Лабиринт Просперо - страница 14
Основной принцип психологики, выученный на горьком опыте и насмешках Лебедева, гласил: выводы надо делать не спеша, когда для этого будет конкретный повод. Наличие в вагоне нотариуса и засекреченного жандарма не говорило еще ни о чем. Вернее, поле вариантов было так обширно, что лучше не тратить на него силы. Ванзаров согласился, что куда полезнее убить время, подмечая черты поведения тех, кто трясся по замороженным рельсам. Эта тихая игра была лучшей тренировкой фокуса «я знаю про тебя все», который неотразимо действовал на доверчивых барышень.
Люди были незнакомы, кто они и зачем оказались в вагоне – тоже неизвестно. На этом чистом листе можно было писать что угодно.
Полноватый коротыш в дальнем конце вагона с отточенными стрелочками усов казался чрезвычайно интересной личностью, в которой можно было покопаться. Его сосед напротив, занявший собой два дивана и еще два – под чемодан, камердинера и бесценную шубу, напрашивался под скорые выводы, но с ними спешить не следовало. Семейная пара, одетая во все новое, включая меховую накидку супруги, была примитивным, а потому трудным орешком. Зато импозантный господин с бритой головой и густой бородищей так и просился навесить на него ярлык, что-то вроде: «купец на каникулах».

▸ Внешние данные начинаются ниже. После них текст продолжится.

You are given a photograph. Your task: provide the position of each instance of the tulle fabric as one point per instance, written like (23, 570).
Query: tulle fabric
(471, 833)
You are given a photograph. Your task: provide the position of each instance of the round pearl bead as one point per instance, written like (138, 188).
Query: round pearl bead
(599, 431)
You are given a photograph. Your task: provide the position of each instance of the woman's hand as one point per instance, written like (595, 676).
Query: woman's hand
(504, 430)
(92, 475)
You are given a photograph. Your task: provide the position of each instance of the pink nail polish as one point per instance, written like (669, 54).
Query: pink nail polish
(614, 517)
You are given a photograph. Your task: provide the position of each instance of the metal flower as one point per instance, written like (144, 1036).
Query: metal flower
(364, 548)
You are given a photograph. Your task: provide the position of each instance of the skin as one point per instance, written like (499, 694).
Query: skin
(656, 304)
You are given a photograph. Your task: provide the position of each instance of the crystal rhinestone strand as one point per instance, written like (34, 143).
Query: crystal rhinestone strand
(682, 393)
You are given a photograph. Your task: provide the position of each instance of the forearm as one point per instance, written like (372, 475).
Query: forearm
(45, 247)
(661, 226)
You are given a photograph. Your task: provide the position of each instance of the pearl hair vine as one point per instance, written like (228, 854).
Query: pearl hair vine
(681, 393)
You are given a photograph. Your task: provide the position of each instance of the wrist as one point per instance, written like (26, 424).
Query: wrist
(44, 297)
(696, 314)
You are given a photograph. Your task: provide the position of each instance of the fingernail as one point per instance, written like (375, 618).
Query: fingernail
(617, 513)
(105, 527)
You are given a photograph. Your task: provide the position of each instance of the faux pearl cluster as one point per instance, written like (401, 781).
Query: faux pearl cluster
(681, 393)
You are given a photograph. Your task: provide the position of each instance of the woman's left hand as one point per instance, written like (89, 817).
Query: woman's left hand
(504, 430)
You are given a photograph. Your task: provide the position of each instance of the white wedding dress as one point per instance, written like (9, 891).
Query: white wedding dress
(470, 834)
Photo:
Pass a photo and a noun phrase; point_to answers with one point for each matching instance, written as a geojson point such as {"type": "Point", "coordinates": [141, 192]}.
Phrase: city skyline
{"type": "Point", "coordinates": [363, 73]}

Куда сложнее прощупать балагурящего господина в яркой жилетке, который то и дело вскакивал и приседал, словно ему не давала покоя заведенная пружина. А вот семья из трех женщин и одного мужчины казалась чрезвычайно аппетитным блюдом. Ванзаров принялся за него всерьез. Особенно за барышню. Когда же ее взгляд мимоходом задержался на нем, внутри ванзаровского сердца нечто щелкнуло, что всегда бывало сигналом к очередной потере головы. Допустить это в условиях экстренной командировки и непогоды за окном было непозволительной роскошью. Ванзаров постарался увести луч психологики подальше от барышни. Пусть себе едет с миром.
Перестук колес рвал разговоры пассажиров, но обрывки долетали. Он разобрал, что барышню звали Марго и вскоре ее день рождения, к шумному господину обращались просто по фамилии – Навлоцкий, он называл главу семейства на «ты» и Веронин, а к почтенной старушке, превшей под шубой, обращались исключительно «Лилия Карловна». Семейная пара шушукалась и чему-то радовалась. Господин с бородой мирно дремал, а персона с камердинером не считала нужным опускаться до общения с простыми смертными. Обычная дорожная скука. Одна надежда, что опасность умеет затаиться, натянув личину серой обыденности.
Поезд, пробиравшийся сквозь снежные хлопья все медленней, тяжко остановился, вздрогнул и замер окончательно. Пассажиры стали выглядывать в окна.
В белом молоке охапки крупного снега летели косыми стрелами. На миг привиделось, что поезд сбился с пути, очутился в неведомом мире, на волшебном острове посреди пустоты и вечности, где нет ни земли, ни неба, ни времени, ни пространства, а только белая бесконечность. Эта пустота была до рождения времени и будет после него. Человек в ней лишь мелкая соринка, по ошибке заброшенная, чтобы вечно падать и падать неведомо для чего и куда. Кувырками своими и попытками уцелеть, веселя вселенскую бессердечную пустоту, которой нет дела ни до чего. Пустота эта пожрет всех и все без остатка, растворит в себе и обратит в пустоту, которой не будет ни конца, ни края, ни дна. Ледяная вечность, серая и бескрайняя, заглядывала в окна пустыми глазницами.